2019年、明けましておめでとうございます。皆さんも様々な思いで年を迎えられていることと思います。私も年ごとにその年の目標と言うか、夢と言うか、そんなものを定めて年を迎えたものでした。例えば、「今年は今まで行ったことのないあの国に行くぞ」とか「あの作家の本を全部読むぞ」とかです。うまく達成できたこともあるし、夢まぼろしのごとく消えてしまったこともあります。しかし、数年前から目標をたてて前に進むというよりも、自分を見つめるという方が多くなりました。自分はどんな生き方をしているか。するべきなのか、ということです。最初に心に浮かんだのが有名な福沢諭吉の「心訓」でした。

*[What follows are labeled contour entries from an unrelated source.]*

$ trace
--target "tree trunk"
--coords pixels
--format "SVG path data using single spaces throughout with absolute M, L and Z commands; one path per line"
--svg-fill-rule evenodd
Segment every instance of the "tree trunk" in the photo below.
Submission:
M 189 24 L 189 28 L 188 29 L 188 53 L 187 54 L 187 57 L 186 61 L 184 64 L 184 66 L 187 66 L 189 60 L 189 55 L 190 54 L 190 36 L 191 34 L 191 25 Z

5番目に「世の中で一番尊いことは、人のために奉仕して決して恩にきせないことです」とあります。確かに奉仕することはそれほど難しいことではありませんが、それを恩に着せないことは難しいことです。最後の「世の中で一番悲しいことは、うそをつくことです」を読んでも「でも、本当のことを言えばいいというものでもないだろう」と思ったりします。まだ、諭吉の境地に達していないということでしょう。

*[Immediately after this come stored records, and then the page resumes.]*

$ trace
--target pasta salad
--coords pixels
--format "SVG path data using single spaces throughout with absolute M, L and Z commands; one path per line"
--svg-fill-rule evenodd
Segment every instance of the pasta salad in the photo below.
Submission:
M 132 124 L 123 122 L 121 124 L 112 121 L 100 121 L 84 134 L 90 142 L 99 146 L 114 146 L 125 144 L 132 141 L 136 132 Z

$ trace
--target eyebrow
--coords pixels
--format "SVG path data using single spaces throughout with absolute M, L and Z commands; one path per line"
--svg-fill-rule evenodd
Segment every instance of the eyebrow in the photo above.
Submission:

同じ「心訓」で、「心戒十訓」というのもあります。これは私はかなり気に入っています。「人間関係は相手の長所と付き合うものだ」は特に心に響きました。その人の欠点ばかり探して嫌っていた人がいはしないか。自分だって欠点だらけの人間なのに。「挨拶はされるものではなくするものである」「言葉で語るな。心で語れ」も「仕事は言われてするものではなく、探してするものだ」も心に残ることばです。

こういうのを見ていると自分が描いてきた「自分像」が揺らいでくることがあります。「つもりちがい10か条」です。例えば最初の「高いつもりで低いのが教養」などは苦笑するだけで済みますが、 7番目の「根性」。自分はかなりの「頑張りや」だと思っていたけれど果たしてそうだったか、と反省させられます。さらに積極的に「~してはいけない」という「ならぬもの十訓」というものまであります。

皆さん、「四規七則」というのをご存知だと思います。お茶の世界で「利休七則」ともいわれています。「四規」とは「和敬清寂」。七則もその他のお茶の心得です。同じ「しきしちそく」でも、「士規七則」と書くと、これは吉田松陰が書いたものです。「忠君愛国、親に孝行」。教育勅語の原型みたいものです。

しかし,この手の「~~訓」「~~則」で最近有名になったのは何と言っても電通の「鬼十則」でしょう。東大出の新入女子社員が自死したということで、電通は一躍ブラック企業の親玉にされ、この「鬼十則」も社員手帳から削除されてしまいました。私の友人や後輩で電通に入った者が何人かいます。不思議なことに彼らは異口同音に「私が今日あるのは鬼十則のおかげだ」と言うのですね。同じ七則でも十則でも人により、読みかたにより全く違ってくるのですね。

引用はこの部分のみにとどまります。